Seit Sonntag kann Julian Nagelsmann die EM-Kadershow als Zuschauer genießen. Die Debatte um Hummels und Goretzka wird per Social-MediaHappe­n an den Rand gedrängt. Und jetzt naht sein großer Auftritt.

- VON ARNE RICHTER UND KLAUS BERGMANN Produktion dieser Seite: Heribert Waschbüsch

(dpa) Jetzt gehört die Bühne nur noch Julian Nagelsmann. Nach dem kuriosen und unterhalts­amen Nominierun­gs-Feuerwerk mit Kaderpaten von Dachdecker­in Chiara bis Showmaster Günther Jauch richten sich alle Blicke auf den Bundestrai­ner. Und nichts liebt Nagelsmann mehr als das. 29 Tage vor dem Eröffnungs­spiel der Nationalma­nnschaft bei der Heim-EM gegen Schottland wird er in der VW-Location im Zentrum von Berlin am Donnerstag (13 Uhr) referieren können, wie und mit wem er als jüngster Bundestrai­ner in der DFB-Geschichte zum Impresario eines neuen Fußball-Sommermärc­hens werden will. Die allermeist­en Personalie­n sind geklärt. Jetzt ist Zeit und Raum für sein EM-Statement.

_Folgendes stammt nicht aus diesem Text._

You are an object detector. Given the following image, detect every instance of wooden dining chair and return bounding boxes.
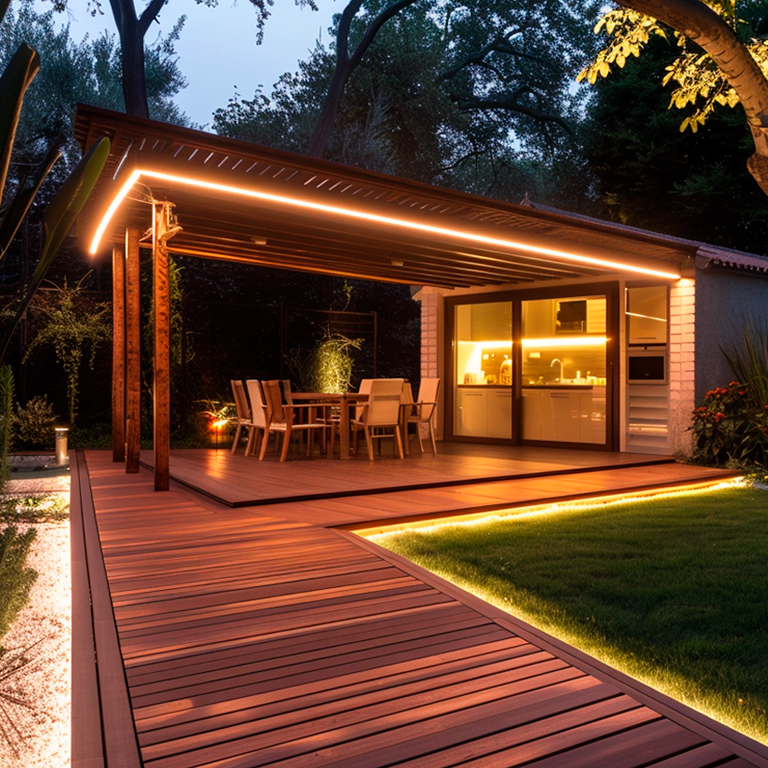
[230,379,253,456]
[245,379,267,456]
[352,379,405,461]
[405,379,440,456]
[259,379,326,461]
[350,379,373,453]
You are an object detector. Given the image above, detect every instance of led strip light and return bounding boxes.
[90,169,680,280]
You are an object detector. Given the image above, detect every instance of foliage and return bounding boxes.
[375,488,768,741]
[723,316,768,409]
[213,0,596,205]
[0,365,13,490]
[0,525,37,640]
[13,395,56,450]
[0,0,189,177]
[0,0,110,362]
[580,32,768,253]
[286,331,363,393]
[691,318,768,474]
[25,280,110,427]
[0,495,69,524]
[579,0,768,133]
[691,381,768,468]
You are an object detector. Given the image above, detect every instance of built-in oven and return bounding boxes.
[627,344,667,384]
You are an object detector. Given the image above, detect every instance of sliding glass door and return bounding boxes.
[453,301,514,439]
[448,284,616,448]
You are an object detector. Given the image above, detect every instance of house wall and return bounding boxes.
[695,265,768,404]
[668,278,699,456]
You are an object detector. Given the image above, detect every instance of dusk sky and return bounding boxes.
[55,0,338,127]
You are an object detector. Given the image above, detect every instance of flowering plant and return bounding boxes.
[691,381,768,468]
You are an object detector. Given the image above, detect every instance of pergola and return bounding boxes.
[75,106,697,490]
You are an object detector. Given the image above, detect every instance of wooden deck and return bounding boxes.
[72,452,768,768]
[141,443,737,514]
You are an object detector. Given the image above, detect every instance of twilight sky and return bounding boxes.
[55,0,338,127]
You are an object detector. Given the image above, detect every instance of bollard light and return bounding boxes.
[54,427,69,467]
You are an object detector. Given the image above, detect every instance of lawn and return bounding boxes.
[372,487,768,743]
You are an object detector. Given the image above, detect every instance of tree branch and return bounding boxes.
[616,0,768,194]
[139,0,168,40]
[350,0,418,69]
[451,88,573,136]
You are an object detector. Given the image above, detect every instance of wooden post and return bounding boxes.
[112,245,125,462]
[152,203,171,491]
[125,228,141,474]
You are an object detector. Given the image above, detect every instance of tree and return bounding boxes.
[214,0,595,196]
[585,0,768,194]
[46,0,317,117]
[306,0,595,157]
[0,0,109,363]
[0,0,189,180]
[580,33,768,253]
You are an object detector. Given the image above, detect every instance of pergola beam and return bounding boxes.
[112,244,125,462]
[126,227,141,474]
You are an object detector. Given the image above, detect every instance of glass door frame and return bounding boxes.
[444,281,622,451]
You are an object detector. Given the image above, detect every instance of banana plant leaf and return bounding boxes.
[0,43,40,212]
[0,147,61,259]
[0,137,110,363]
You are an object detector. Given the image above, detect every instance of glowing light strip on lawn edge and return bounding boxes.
[90,169,680,280]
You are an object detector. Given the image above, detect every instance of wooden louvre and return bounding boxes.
[76,106,697,287]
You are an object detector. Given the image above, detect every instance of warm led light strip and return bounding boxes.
[90,169,680,280]
[522,336,608,347]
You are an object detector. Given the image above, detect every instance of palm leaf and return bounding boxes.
[0,137,110,362]
[0,44,40,216]
[0,147,61,259]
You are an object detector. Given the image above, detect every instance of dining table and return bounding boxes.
[291,392,368,461]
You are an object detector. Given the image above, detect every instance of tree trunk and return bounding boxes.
[616,0,768,195]
[110,0,150,117]
[305,0,417,158]
[305,60,352,158]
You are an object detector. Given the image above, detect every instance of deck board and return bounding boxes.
[76,452,768,768]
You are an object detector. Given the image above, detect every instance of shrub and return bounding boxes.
[0,365,13,490]
[692,381,768,469]
[0,525,37,638]
[13,395,56,450]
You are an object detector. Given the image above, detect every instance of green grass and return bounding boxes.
[0,494,69,524]
[372,488,768,743]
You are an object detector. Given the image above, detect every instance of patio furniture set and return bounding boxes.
[231,378,440,461]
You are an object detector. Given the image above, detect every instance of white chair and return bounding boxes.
[230,379,253,456]
[405,379,440,456]
[352,379,405,461]
[245,379,267,456]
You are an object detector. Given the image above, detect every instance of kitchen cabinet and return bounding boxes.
[460,386,512,438]
[522,387,605,444]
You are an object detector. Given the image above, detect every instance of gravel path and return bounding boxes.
[0,484,71,768]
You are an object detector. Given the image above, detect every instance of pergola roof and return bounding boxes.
[75,106,699,287]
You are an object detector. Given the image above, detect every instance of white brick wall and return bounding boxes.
[419,289,440,378]
[669,279,696,455]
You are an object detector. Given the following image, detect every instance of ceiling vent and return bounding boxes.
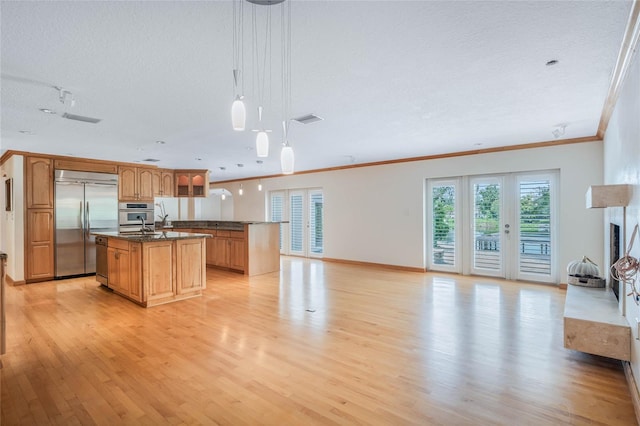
[62,112,102,124]
[292,114,324,124]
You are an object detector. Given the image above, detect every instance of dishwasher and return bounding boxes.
[96,235,109,287]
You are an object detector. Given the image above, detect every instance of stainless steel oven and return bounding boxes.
[118,202,155,232]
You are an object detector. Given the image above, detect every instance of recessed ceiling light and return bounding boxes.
[292,114,324,124]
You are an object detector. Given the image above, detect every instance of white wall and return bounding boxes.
[215,142,604,276]
[0,155,24,281]
[604,39,640,386]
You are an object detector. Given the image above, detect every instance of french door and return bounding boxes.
[269,189,324,257]
[427,172,557,282]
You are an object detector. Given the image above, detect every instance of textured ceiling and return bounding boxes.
[0,0,631,181]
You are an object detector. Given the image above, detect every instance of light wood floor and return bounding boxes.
[0,258,636,425]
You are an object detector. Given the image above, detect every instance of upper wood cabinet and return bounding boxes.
[152,169,174,197]
[118,166,154,201]
[173,170,209,197]
[25,157,53,209]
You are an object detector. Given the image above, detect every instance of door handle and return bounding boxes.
[86,201,91,239]
[80,201,84,232]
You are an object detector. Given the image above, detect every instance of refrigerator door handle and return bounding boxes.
[80,201,84,232]
[85,201,91,239]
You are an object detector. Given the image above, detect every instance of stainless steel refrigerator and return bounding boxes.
[54,170,118,278]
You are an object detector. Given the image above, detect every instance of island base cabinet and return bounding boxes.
[142,241,176,306]
[176,239,207,294]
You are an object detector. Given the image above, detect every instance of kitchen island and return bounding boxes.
[94,231,210,307]
[164,220,281,275]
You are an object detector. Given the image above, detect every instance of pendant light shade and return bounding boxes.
[231,95,247,131]
[280,145,293,175]
[256,130,269,157]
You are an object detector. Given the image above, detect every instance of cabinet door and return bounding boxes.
[116,249,131,296]
[138,168,153,201]
[26,209,54,280]
[213,237,229,267]
[142,241,175,302]
[25,157,53,209]
[229,238,246,271]
[129,243,144,302]
[107,247,121,293]
[118,166,138,201]
[205,234,216,265]
[174,173,191,197]
[176,238,206,294]
[161,170,173,197]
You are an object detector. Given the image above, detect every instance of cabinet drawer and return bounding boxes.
[107,238,129,250]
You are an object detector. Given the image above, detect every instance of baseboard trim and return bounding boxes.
[322,257,426,273]
[622,361,640,425]
[5,274,27,286]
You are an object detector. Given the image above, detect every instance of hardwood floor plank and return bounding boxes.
[0,257,636,426]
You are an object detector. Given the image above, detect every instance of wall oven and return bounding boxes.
[118,202,155,232]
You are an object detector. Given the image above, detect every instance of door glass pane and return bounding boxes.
[309,192,324,255]
[518,178,551,276]
[271,194,284,250]
[289,194,304,253]
[431,184,456,266]
[473,181,502,272]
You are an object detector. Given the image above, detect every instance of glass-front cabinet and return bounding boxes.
[174,170,209,197]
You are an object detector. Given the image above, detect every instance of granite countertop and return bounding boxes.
[166,220,282,231]
[92,231,211,242]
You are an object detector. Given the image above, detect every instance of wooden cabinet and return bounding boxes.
[107,238,143,302]
[212,236,229,268]
[174,170,209,197]
[118,166,154,201]
[107,247,131,296]
[229,233,247,271]
[25,157,53,209]
[192,229,247,271]
[152,169,174,197]
[176,221,280,275]
[25,209,54,281]
[176,238,207,294]
[129,243,144,302]
[142,241,176,302]
[25,157,55,282]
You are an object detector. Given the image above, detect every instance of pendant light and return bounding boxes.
[280,1,294,175]
[231,0,247,131]
[254,106,270,157]
[280,143,294,175]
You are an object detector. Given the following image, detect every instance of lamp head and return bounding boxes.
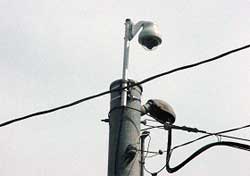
[138,22,162,50]
[144,99,176,124]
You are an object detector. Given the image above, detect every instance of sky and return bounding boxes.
[0,0,250,176]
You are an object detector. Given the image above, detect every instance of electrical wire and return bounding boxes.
[172,124,250,150]
[166,128,250,173]
[0,44,250,127]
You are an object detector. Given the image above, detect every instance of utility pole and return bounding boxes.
[108,80,142,176]
[108,19,161,176]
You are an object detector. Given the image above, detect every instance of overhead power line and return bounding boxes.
[0,44,250,127]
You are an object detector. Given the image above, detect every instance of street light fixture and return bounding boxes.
[121,19,162,106]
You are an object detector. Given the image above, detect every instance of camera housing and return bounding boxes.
[138,22,162,50]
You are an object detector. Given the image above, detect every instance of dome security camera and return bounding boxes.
[138,22,162,50]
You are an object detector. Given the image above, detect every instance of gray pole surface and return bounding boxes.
[108,80,142,176]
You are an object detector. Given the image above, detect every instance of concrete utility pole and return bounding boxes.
[108,80,142,176]
[108,19,161,176]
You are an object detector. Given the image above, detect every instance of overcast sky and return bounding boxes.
[0,0,250,176]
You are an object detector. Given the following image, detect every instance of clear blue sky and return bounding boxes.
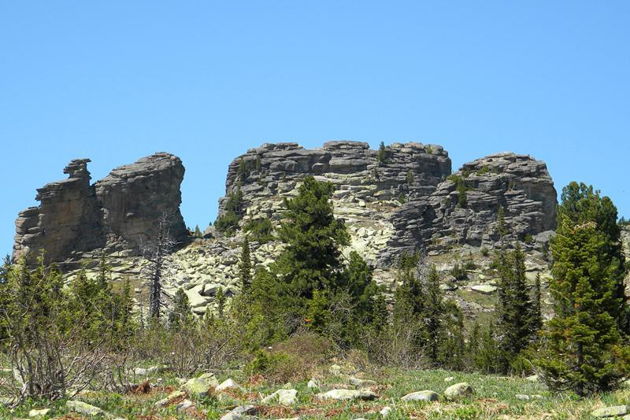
[0,0,630,254]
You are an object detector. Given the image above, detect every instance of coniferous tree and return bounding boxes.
[423,266,455,364]
[537,183,630,395]
[168,287,194,329]
[531,273,543,332]
[239,235,252,293]
[272,176,350,299]
[496,245,537,372]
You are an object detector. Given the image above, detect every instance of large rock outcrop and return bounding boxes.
[13,153,187,262]
[13,159,105,261]
[381,153,557,262]
[219,141,556,266]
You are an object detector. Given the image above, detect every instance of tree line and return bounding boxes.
[0,177,630,398]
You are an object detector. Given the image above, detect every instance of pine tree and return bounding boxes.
[531,273,543,332]
[496,245,536,372]
[423,265,448,364]
[238,235,252,293]
[168,287,194,329]
[216,287,227,319]
[537,183,630,395]
[376,142,389,165]
[272,176,350,300]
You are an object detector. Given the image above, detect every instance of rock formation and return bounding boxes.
[13,159,104,261]
[381,153,556,262]
[13,153,187,262]
[219,141,556,266]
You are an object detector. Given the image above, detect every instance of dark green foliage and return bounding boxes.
[238,236,252,293]
[239,177,384,346]
[392,255,465,368]
[467,323,504,373]
[497,206,510,238]
[531,273,543,331]
[496,245,540,373]
[537,183,630,395]
[376,142,389,165]
[214,187,245,236]
[407,169,414,185]
[243,217,274,244]
[216,287,227,319]
[447,173,469,208]
[451,262,468,280]
[272,177,350,299]
[168,287,194,329]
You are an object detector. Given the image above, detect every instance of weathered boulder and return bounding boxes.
[380,153,557,262]
[13,153,187,262]
[261,389,297,405]
[444,382,475,400]
[182,373,219,396]
[219,141,556,267]
[401,390,440,401]
[13,159,105,262]
[94,153,187,250]
[66,400,107,416]
[591,405,629,417]
[316,389,378,400]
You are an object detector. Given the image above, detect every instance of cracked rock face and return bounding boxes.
[219,141,556,267]
[13,153,187,262]
[381,153,557,261]
[219,141,451,262]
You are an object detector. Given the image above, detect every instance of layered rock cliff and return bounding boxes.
[14,141,556,314]
[219,141,556,266]
[13,153,187,262]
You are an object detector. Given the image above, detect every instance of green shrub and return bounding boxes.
[243,218,273,244]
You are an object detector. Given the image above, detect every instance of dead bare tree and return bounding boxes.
[142,213,177,320]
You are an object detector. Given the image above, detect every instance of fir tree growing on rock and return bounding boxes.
[496,245,540,372]
[238,235,252,293]
[538,183,630,395]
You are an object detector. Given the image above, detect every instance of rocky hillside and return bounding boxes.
[219,141,556,267]
[14,141,556,313]
[13,153,187,262]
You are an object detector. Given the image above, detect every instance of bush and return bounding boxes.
[243,218,274,244]
[245,333,337,384]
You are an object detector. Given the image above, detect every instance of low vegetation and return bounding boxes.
[0,178,630,419]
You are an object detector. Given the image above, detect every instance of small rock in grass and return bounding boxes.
[591,405,628,417]
[444,382,474,400]
[66,400,106,416]
[155,391,186,407]
[379,407,392,417]
[28,408,50,417]
[401,390,440,401]
[221,405,256,420]
[261,389,297,405]
[328,365,341,376]
[177,400,193,411]
[182,373,219,397]
[317,389,378,400]
[348,376,376,387]
[214,378,243,391]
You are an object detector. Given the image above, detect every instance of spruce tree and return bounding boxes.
[168,287,194,329]
[272,176,350,305]
[496,245,536,372]
[537,183,630,395]
[423,265,448,364]
[238,235,252,293]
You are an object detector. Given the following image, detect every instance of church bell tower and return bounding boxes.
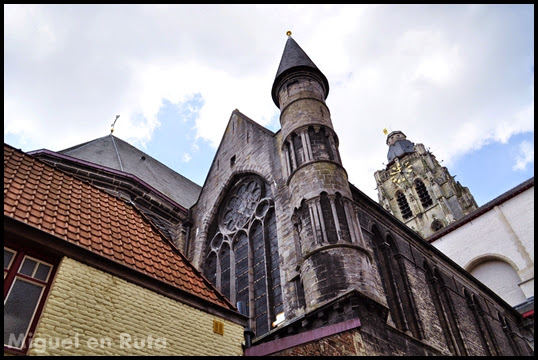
[374,131,478,238]
[271,32,377,311]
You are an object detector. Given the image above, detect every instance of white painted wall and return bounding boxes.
[432,186,534,306]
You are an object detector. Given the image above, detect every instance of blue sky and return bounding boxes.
[4,4,534,205]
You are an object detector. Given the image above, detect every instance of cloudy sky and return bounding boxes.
[4,4,534,205]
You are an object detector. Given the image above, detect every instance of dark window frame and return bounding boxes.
[4,244,59,355]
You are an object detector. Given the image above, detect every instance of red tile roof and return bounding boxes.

Natürlich wollen die Fans weiterhin wissen, was das Problem mit Mats Hummels und Leon Goretzka ist. Warum ihre Namen bei der Häppchen-Show nicht fielen. Natürlich bleibt der Plan mit jungen Backups wie Aleksandar Pavlovic oder Chris Führich gewagt. Aber die Kernbotsch­aft des Bundestrai­ners bleibt nach dem Zündfunken im März mit den Testsiegen gegen Turnierfav­orit Frankreich (2:0) und den ewigen Erzrivalen Niederland­e (2:1) unveränder­t.

„Wenn du an einem Turnier teilnimmst, an einem Spiel teilnimmst, sollte die Grundidee sein, selbiges zu gewinnen“, sagte der 36-Jährige kürzlich bei Magenta TV. Soll heißen: Da geht was in vier Wochen für Fußball-Deutschlan­d. Sportlich und emotional. „Das Ergebnis ist am Ende schon auch immer entscheide­nd. Aber erst einmal geht es darum, dass wir so spielen, dass jeder Deutsche sich damit identifizi­eren kann und sagt, es macht mir Spaß, dieser Mannschaft zuzusehen“, lautete Nagelsmann­s Botschaft bei einem Fan-Talk.

Keine Leaks, sondern Fan-Spaß

Es geht darum, viele emotionale Momente zu kreieren für dieses Land, für die Fans, für die Kids, für die Leute, die im Stadion sind, die vor den Fernsehger­äten sind, die in den Straßen unterwegs sind“, führte Nagelsmann weiter aus. Spaß hatten die DFB-Fans – wenn man von den Hummels- und Goretzka-Anhängern absieht – schon in den vergangene­n Tagen.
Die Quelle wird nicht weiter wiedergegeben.